La reflexión de un joven en la orilla de la playa se ahogaba en un texto sin alma como aquel velero que se perdía en el horizonte de una mirada vacía. El graznido de las gaviotas entraba de lleno en la mente de nuestro joven mientras anhelaba los buenos tiempos ya prácticamente extintos y capturados en fotografías de 35mm que olían al aroma del olvido y la soledad. Eran recuerdos trazados en una paleta de colores blanco y negro.
El marinero del velero acariciaba la brisa con la yema de los dedos para después invitarla a bailar un vals mientras sentía que su fallecida amada seguía todos los compases al mismo ritmo que él. El mar era su lugar de dejar la mente en blanco. Ese sitio donde los minutos pasaban a ser la libertad de un niño que acaba de aprender a montar en bici. Y es que pese a estar sin la última pieza del puzzle llamado vida, sus recuerdos eran una paleta de colores pastel.

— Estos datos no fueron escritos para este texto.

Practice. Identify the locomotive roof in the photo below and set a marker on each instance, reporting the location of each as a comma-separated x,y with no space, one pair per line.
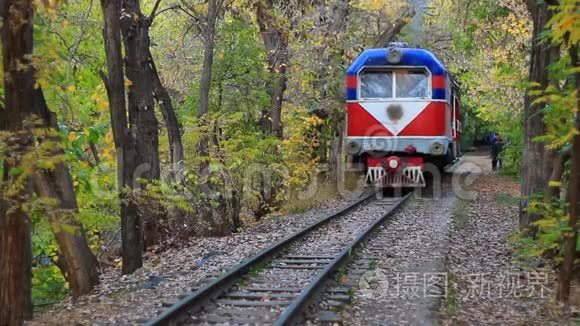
410,57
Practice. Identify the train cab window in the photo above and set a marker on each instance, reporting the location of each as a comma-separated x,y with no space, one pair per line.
376,84
411,83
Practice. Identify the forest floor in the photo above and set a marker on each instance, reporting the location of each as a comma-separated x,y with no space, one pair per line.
449,260
464,235
131,299
487,284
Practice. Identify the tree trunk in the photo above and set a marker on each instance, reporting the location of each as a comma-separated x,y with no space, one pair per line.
15,246
276,43
15,262
81,272
173,129
205,87
567,271
389,34
557,172
131,230
142,120
534,177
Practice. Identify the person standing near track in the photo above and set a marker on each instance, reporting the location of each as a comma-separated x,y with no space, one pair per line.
496,149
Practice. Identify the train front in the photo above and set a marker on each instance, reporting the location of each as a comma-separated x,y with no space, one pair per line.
399,115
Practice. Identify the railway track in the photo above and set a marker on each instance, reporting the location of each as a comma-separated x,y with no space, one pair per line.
277,285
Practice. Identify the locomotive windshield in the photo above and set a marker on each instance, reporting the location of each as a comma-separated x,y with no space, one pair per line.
399,83
376,84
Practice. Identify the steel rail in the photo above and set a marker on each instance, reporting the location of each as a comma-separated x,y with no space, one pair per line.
293,313
195,301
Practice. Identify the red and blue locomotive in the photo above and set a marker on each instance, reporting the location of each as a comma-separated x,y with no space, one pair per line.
403,112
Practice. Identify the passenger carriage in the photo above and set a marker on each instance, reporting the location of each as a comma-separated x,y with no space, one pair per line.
403,113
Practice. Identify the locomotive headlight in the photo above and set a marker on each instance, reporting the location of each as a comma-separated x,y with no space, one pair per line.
437,148
394,56
353,147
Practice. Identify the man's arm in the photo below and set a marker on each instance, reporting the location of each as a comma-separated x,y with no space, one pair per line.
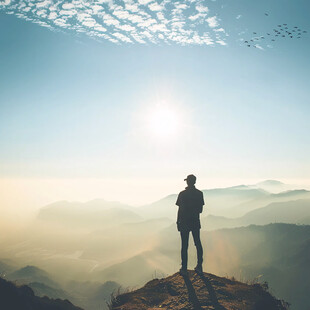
202,202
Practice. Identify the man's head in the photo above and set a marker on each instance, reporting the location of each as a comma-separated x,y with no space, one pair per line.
190,180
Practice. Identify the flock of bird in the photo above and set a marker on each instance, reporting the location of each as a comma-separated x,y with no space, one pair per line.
280,32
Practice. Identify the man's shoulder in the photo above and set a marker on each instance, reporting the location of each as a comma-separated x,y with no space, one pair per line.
182,192
199,191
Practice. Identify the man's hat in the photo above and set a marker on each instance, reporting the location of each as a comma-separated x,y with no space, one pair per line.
190,177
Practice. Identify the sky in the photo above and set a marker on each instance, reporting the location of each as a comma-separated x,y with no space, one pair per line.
122,99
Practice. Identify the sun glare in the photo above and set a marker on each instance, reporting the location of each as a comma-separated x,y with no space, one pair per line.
163,122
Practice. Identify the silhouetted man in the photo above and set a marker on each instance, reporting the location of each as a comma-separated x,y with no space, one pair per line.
190,202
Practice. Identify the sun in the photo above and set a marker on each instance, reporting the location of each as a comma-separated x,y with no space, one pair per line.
163,121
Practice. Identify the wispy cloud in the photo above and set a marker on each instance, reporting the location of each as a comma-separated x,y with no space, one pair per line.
126,21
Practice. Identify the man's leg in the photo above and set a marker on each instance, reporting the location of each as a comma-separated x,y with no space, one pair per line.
184,239
196,236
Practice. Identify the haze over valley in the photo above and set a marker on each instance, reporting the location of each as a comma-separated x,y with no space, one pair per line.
85,251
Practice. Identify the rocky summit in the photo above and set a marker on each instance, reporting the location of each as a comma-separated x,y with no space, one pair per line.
198,291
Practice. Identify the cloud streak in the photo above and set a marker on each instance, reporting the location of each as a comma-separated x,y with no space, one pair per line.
186,22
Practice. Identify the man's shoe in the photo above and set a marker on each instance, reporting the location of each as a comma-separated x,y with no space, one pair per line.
198,269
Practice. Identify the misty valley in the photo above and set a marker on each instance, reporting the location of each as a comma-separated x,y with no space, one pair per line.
84,252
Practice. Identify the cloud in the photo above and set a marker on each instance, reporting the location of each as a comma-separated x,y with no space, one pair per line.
185,22
155,7
5,2
212,21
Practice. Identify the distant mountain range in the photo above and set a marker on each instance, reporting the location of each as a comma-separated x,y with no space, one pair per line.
293,211
14,297
30,274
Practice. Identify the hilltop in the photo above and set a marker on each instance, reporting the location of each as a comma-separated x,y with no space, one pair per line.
196,292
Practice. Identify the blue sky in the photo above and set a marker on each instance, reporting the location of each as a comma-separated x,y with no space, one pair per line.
77,95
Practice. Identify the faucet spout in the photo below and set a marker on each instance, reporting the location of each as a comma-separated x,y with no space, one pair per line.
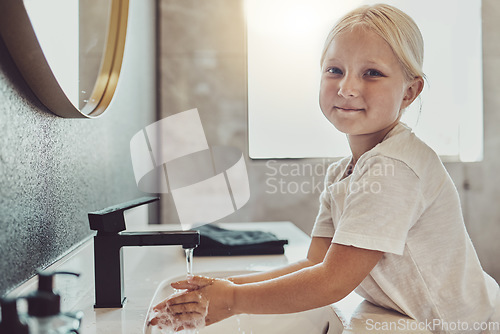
108,244
186,239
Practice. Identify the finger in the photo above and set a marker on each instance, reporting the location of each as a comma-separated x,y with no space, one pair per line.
193,282
188,308
190,297
160,306
184,285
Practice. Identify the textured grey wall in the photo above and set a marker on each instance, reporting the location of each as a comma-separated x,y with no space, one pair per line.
203,65
54,170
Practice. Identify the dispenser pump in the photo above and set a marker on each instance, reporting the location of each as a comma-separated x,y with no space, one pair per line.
10,318
45,302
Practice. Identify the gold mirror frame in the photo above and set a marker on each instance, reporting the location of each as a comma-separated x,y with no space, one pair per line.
22,43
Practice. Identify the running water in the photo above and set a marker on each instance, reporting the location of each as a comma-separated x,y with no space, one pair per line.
189,261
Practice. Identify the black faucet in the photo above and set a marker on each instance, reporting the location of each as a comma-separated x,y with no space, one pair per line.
110,224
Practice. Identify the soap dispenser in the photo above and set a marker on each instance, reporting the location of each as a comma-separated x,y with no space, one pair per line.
44,309
10,323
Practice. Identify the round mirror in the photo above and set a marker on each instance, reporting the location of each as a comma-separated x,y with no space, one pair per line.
69,51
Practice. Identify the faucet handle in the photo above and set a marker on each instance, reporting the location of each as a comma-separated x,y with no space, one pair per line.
111,219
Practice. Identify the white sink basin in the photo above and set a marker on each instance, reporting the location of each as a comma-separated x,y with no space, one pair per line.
318,321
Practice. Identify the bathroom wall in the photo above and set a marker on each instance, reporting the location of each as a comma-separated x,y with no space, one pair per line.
53,171
202,65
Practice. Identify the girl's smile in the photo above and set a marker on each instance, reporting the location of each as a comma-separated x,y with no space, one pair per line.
363,89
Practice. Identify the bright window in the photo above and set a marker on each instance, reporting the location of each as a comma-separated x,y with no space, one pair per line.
285,39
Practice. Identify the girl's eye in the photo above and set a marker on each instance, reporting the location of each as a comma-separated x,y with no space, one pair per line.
334,70
374,73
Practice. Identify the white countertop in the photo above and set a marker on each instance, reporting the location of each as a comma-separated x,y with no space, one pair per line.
146,267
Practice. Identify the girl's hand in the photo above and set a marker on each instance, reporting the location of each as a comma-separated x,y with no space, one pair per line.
206,299
217,294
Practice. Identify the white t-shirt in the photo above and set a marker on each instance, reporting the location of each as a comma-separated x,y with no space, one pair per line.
400,199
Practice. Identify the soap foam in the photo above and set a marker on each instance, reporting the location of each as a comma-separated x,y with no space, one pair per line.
168,323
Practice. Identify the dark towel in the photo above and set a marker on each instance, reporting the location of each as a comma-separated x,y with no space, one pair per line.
216,241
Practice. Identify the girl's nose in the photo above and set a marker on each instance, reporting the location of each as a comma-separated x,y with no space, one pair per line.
349,87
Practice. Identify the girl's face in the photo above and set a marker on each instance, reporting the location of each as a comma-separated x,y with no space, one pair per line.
363,88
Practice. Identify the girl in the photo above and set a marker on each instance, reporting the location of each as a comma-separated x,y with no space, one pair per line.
389,224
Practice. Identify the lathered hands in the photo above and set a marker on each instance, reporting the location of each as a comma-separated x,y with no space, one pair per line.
191,308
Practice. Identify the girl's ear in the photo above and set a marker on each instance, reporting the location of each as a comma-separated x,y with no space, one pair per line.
412,91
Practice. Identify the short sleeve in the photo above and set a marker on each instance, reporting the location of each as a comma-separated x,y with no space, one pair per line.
381,203
323,225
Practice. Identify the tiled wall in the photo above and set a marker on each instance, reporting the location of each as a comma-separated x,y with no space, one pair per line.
53,171
202,65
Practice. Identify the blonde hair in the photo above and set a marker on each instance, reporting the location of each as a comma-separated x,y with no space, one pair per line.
394,26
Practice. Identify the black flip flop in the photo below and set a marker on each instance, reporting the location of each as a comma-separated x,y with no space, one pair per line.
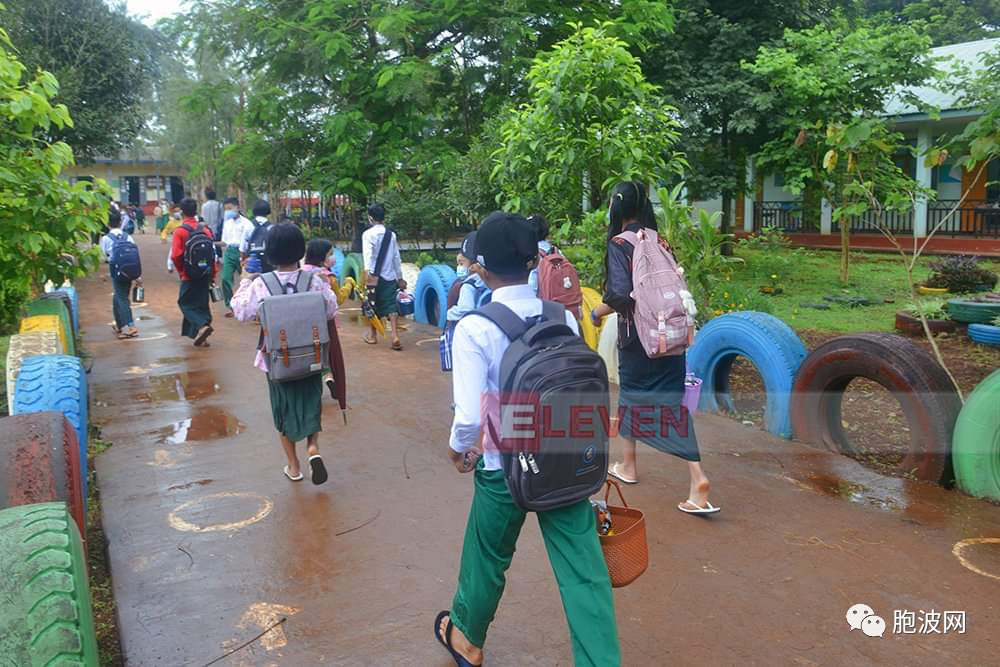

Un día ambos se encontraron y entablaron conversación. Llegaron a la conclusión de que uno era el frenesí de un sábado noche y el otro un domingo lluvioso de octubre mirando por la ventana. Tan solo compartían orilla, hasta que un día compartieron algo más; una forma de pensar. Y fue tras el siguiente consejo del anciano marinero: una mirada perdida y un trazo en blanco y negro tan solo son oportunidades para abrir los ojos, enfocar al horizonte, y deambular en la vida como en una noche de verano.